Chrome has a new feature in the works that lets you reload all your tabs in an instant after you accidentally close your Chrome window.
You’ve likely experienced the frustration of accidentally closing your entire Chrome window when you only wanted to minimize it. It then takes a long time to reload the window and wait for all the tabs to load. Connection problems can make this worse, as can certain content-loaded webpages. Fortunately, Google may soon introduce a Chrome feature that resolves the issue.
Google is releasing a feature that will apparently significantly decrease the time it takes for tabs to reload once they’ve accidentally been shut down. First noticed by Android Police, three new commits have been spotted at the Chromium Gerrit that will function together to attempt to make sure your tabs are up and running within milliseconds. Reportedly, the time it will now take to resume work on your Chrome window will decrease by such an extent that it will feel as if you never closed the window in the first place.

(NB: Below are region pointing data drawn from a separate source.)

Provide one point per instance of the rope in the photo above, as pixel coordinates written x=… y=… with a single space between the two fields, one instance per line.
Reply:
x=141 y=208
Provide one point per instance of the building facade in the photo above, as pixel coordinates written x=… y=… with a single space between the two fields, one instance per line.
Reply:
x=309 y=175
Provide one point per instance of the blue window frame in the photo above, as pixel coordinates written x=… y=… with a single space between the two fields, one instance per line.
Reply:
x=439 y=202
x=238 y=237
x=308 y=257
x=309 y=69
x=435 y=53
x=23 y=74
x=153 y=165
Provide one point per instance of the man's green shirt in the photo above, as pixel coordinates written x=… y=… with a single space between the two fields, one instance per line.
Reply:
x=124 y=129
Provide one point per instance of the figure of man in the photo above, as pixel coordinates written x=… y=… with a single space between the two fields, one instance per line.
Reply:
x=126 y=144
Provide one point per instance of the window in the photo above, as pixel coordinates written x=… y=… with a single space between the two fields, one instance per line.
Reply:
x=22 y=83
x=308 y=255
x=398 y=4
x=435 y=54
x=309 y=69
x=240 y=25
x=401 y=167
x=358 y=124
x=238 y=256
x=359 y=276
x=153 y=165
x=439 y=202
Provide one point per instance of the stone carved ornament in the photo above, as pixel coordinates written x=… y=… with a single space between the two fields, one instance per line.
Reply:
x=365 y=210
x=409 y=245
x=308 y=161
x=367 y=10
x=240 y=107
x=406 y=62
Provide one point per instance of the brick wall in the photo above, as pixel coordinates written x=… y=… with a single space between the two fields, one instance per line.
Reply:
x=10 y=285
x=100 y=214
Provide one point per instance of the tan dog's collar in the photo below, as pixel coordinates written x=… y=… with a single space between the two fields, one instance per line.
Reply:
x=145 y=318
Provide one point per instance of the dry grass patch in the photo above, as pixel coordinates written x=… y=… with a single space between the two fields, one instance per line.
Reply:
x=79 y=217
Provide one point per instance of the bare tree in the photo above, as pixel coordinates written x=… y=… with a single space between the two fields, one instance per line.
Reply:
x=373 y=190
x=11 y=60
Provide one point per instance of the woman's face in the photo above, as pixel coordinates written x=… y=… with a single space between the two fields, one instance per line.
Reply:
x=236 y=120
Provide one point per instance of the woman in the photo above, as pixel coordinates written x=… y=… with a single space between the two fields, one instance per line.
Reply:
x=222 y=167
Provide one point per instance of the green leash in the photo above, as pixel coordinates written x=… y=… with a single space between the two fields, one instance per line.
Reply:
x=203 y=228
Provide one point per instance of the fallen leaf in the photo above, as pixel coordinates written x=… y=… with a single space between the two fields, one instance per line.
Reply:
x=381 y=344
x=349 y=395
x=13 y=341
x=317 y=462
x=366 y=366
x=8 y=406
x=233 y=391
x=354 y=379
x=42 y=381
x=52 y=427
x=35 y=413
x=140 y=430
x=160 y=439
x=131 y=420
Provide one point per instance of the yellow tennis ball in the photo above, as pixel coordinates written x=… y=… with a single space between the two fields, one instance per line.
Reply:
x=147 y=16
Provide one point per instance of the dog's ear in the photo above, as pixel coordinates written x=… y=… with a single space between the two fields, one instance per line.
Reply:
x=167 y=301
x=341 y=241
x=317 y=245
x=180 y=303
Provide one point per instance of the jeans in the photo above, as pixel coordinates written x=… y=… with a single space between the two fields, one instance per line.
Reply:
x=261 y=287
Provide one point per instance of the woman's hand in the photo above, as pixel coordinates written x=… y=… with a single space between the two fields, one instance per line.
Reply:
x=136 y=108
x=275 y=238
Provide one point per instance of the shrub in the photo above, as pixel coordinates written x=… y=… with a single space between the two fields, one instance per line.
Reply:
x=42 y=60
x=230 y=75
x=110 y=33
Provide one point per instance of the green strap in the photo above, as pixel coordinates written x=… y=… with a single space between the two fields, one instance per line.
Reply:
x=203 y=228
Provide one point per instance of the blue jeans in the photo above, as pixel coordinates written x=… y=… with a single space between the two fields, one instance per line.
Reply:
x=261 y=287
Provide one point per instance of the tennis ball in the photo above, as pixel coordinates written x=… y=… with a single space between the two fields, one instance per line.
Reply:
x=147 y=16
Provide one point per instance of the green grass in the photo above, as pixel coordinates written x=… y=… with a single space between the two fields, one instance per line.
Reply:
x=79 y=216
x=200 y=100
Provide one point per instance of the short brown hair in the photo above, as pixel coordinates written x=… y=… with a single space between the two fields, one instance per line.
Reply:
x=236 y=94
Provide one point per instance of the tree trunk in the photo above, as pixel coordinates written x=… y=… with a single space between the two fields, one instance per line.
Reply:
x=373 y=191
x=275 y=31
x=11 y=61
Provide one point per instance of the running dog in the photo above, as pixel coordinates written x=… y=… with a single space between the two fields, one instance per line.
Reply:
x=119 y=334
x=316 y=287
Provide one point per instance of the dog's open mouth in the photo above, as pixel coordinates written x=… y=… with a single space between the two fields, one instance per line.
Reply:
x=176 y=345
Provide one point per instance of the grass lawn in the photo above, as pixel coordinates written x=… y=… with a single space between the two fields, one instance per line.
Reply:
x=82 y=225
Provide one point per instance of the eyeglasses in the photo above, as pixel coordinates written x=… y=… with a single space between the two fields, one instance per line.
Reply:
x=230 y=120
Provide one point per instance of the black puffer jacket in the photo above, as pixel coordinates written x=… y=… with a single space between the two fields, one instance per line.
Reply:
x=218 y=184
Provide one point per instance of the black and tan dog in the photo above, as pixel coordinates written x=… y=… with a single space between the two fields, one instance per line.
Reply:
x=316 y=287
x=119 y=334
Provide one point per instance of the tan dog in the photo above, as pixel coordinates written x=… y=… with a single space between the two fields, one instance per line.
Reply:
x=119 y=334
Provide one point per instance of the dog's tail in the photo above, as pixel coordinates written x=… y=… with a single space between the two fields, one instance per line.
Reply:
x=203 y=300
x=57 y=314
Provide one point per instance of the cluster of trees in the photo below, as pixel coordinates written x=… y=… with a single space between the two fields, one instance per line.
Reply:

The requirement here is to open the window within 15 seconds of closing it. As long as you do so, Chrome will retrieve the lost data back from its cache. The code that enables this feature to function works almost the same way as Chrome’s back/forward cache does. BFcache is Google’s way of loading a webpage instantly when a user clicks on the back or forward buttons on the browser.
With the new feature, when you close the window, Chrome will no longer erase the browser’s data from its cache. Instead, it will instantly pull it all up back again when you open the window within the given time frame. The process will hopefully happen instantaneously.
The question about how Chrome will manage to save the data of its closed tabs in its cache under memory pressure is still unanswered. The original report suggests that Chrome might reload some of the tabs instantly instead of all of them at once.
There isn’t a Chrome flag in the Canary channel yet, which means the update is in the works but isn’t ready to be tested at the moment.